I have now released version 0.5 of BlogLiterately. (You can read about the 0.4 release here.) This version does uploading of images! Here is proof:
d’awww.
(My previous post explains the problem and solution with image uploads.)
It also allows you to specify expected outputs in a ghci session (a feature suggested by Dan Burton). This block
[ghci]
7+6
13
9+4
12
now produces
ghci> 7+6
13
ghci> 9+4
13
12
Outputs that match the expected output are shown normally; outputs that don’t match the expected output are shown with the actual output in red and expected in blue. The idea is that this helps you catch errors in your code before uploading the post. (Of course, you don’t have to specify expected outputs if you don’t want to.)
Another new feature is that BlogLiterately will prompt you for your password if you don’t specify it on the command line (another feature requested by Dan).
Finally, one of the coolest new features (in my opinion) is that the internals are now exposed as a library, and in particular you can easily add your own custom transformation passes (of type Pandoc -> IO Pandoc) to the existing ones. So, for example, you could do something particular with your own specially tagged blocks (like [ghci] blocks), or wrap images in some fancy HTML to produce frames and captions, or automatically turn certain things into links, or whatever you can dream up.

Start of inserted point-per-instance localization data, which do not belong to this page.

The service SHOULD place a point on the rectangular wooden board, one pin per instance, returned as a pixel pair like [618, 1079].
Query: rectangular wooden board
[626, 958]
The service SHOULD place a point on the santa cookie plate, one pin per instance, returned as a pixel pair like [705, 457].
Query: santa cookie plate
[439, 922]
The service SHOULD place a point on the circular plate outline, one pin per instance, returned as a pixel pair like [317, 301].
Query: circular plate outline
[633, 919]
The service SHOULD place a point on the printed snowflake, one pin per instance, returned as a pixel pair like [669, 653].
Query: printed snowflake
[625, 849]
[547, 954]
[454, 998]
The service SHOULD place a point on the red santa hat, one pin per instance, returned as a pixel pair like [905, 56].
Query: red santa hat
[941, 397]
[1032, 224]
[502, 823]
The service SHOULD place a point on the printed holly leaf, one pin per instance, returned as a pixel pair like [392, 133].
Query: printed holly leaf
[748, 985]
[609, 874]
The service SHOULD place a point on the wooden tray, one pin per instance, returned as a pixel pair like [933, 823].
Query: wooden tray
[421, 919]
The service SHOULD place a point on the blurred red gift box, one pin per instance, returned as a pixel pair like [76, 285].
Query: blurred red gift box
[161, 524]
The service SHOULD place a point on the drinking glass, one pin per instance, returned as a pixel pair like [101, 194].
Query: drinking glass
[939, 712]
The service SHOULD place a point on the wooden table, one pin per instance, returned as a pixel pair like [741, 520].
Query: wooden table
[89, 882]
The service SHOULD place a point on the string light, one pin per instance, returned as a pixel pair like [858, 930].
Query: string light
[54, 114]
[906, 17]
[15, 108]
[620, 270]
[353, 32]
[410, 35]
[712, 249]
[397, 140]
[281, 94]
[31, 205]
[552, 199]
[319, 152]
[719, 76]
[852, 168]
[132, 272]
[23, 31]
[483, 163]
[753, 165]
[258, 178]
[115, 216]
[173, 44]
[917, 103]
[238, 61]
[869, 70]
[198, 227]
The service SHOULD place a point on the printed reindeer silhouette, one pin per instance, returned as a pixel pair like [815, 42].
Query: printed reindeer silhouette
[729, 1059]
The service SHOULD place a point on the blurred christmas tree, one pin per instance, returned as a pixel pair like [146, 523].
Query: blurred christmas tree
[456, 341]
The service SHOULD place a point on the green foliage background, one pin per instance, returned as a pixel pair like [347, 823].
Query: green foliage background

If you come up with any transformations you think might be more generally useful, please send them to me so I can include them in future releases for others to use.
Happy blogging!
Hi Brent!
Nice to see you working on BL!
I’ve forked it a while ago (https://github.com/trofi/BlogLiterately) and added:
- RST support (it’s sometimes easier to embed tables, metadata, internal references, etc.)
- auth data is now read from simple config file
- commandline parsing greatly simplified
The post source looks like that:
https://raw.github.com/gentoo-haskell/gentoo-haskell/master/projects/blog/43-ghc-7.4-in-the-gentoo-tree.rst (Note the header)
Sources diverged a bit. What do you think of me porting our features against your repo?
Thanks!
Hi Sergei, too bad I didn’t know you had forked it, we could have incorporated your changes before the sources diverged! Anyway, yes, I would love to have you port your features. RST support would be great, and I wanted to eventually move in the direction of supporting a config file anyway.